Algérie : Les Italiens plus souples avec les Algériens
Bonne nouvelle pour les passagers de la desserte aérienne Algérie-Italie. Les vols assurant la liaison entre les deux escales sont désormais traités par les autorités aéroportuaires transalpines comme l’ensemble des autres rotations.
Plus de régime sécuritaire spécifique, ni de procédures singulières avec tout ce qu’elles induisent comme contraintes en termes de temps et de quiétude du voyage.
Les changements n’ont pas échappé aux regards. Les habitués qui ont embarqué ces trois derniers jours à bord des vols d’Air Algérie et d’Alitalia en direction de la péninsule transalpine en ont pris la mesure. A l’aéroport de Rome Fluimicino, les appareils en provenance d’Alger ont été soumis, sans la moindre différence, aux mêmes procédures d’escale que les avions arrivés d’ailleurs. Une première depuis une dizaine d’années au plus fort de la crise algérienne.
Depuis lundi, les passagers arrivés d’Algérie à bord d’Air-Algérie ou d’Alitalia ne sont plus soumis à l’obligation du couloir spécial, a indiqué une source diplomatique algérienne au «Quotidien d’Oran». Concrètement, les voyageurs venant d’Alger sacrifient à des procédures de sécurité similaires à celles des voyageurs de tous les pays. «Ils empruntent le même parcours et obéissent au contrôle de routine imposé aux passagers des autres pays», précise-t-on de même source.
Les Algériens habitués au voyage vers la péninsule transalpine gardent de mauvais souvenirs du «couloir spécial». Ce parcours, jalonné de policiers en nombre et de bergers allemands, au gré de la conjoncture internationale, était synonyme de fouilles corporelles des plus sévères, de contrôle très tatillon des bagages à main. Les passagers ne cachaient pas leur mécontentement et nombreux y voyaient -et le faisant savoir- une atteinte à la dignité humaine, voire une attitude frisant l’humiliation.
Voici trois semaines, une démarche a été effectuée par l’ambassade d’Algérie à Rome auprès des autorités italiennes. Le chef de la mission diplomatique, Rachid Maârif, a saisi le Directeur général de l’immigration au ministère italien de l’Intérieur à l’effet d’obtenir «sans délai» la fin de ce régime pour le moins pesant, a-t-on précisé de même source.

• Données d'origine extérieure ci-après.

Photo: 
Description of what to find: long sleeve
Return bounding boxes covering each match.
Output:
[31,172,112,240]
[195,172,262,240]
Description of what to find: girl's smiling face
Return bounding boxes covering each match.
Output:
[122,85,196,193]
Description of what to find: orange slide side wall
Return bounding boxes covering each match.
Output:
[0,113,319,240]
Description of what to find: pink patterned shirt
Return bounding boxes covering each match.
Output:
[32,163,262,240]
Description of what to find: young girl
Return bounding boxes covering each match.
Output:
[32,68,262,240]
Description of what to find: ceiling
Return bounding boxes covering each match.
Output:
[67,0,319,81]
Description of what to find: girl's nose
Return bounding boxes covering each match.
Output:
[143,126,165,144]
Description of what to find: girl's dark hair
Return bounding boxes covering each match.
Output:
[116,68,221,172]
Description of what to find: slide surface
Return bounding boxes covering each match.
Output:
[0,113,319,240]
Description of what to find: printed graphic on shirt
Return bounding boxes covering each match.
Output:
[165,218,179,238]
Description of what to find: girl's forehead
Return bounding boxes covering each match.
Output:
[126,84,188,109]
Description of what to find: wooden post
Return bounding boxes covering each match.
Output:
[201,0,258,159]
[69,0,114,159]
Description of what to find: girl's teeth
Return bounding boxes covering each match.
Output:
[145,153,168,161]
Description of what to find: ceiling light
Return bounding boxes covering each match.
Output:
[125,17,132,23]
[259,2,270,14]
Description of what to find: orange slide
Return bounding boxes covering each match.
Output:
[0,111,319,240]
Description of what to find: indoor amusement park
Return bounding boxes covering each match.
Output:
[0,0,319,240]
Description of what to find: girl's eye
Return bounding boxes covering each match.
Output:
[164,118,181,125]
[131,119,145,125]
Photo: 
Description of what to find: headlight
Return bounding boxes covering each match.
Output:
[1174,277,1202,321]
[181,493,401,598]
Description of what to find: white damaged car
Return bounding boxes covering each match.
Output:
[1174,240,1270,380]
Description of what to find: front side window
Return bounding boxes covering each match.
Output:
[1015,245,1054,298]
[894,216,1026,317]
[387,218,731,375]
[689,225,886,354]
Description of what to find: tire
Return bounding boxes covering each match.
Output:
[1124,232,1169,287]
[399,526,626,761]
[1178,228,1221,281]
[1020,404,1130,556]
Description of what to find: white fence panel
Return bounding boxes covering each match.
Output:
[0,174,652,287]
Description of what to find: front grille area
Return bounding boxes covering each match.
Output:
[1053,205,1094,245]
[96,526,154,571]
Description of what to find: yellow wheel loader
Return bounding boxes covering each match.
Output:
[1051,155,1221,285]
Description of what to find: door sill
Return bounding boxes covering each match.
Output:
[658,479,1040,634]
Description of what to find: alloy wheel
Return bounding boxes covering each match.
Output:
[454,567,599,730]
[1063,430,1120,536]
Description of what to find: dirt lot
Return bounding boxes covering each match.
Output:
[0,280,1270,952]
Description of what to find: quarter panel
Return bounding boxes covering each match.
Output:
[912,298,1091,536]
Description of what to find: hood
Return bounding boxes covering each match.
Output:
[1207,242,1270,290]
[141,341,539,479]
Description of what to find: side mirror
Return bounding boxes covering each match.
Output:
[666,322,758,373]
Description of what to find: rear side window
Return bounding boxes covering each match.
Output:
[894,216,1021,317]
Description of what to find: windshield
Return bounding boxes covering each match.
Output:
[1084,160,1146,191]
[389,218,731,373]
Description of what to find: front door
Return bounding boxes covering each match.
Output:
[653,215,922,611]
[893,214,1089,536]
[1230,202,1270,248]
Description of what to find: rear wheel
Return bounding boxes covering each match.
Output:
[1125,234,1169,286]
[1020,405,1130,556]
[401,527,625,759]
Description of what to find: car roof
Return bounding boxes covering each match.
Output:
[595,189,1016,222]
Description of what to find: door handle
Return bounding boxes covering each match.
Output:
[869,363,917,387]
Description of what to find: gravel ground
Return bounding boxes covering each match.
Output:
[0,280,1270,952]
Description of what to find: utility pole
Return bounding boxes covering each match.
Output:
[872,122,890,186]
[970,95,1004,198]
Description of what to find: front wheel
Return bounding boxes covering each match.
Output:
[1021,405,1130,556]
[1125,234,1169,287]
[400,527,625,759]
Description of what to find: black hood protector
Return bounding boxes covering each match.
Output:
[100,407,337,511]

La décision italienne met fin à une situation qui, aux yeux des Algériens, a été source d’irritation et d’incompréhensions. D’autant que la raison bilatérale était tirée constamment vers le haut sans la moindre fausse note.
«Il était anormal que les rapports bilatéraux soit entachés de pratiques aéroportuaires qui dénotent un manque de respect et de considération envers les Algériens», note un industriel familier de la ligne, qui déplore que l’Algérie ait mis tant d’années avant d’obtenir la fin de cette situation.
Le régime infligé, des années durant, aux voyageurs en provenance d’Alger était loin d’être un cas isolé en Europe. Plusieurs pays d’Europe occidentale ont agi de la même manière, s’appuyant en cela sur l’inscription de la desserte Algérie sur la liste des «vols sensibles» depuis l’épisode agité et sanglant de l’Airbus d’Air-France en décembre 1994.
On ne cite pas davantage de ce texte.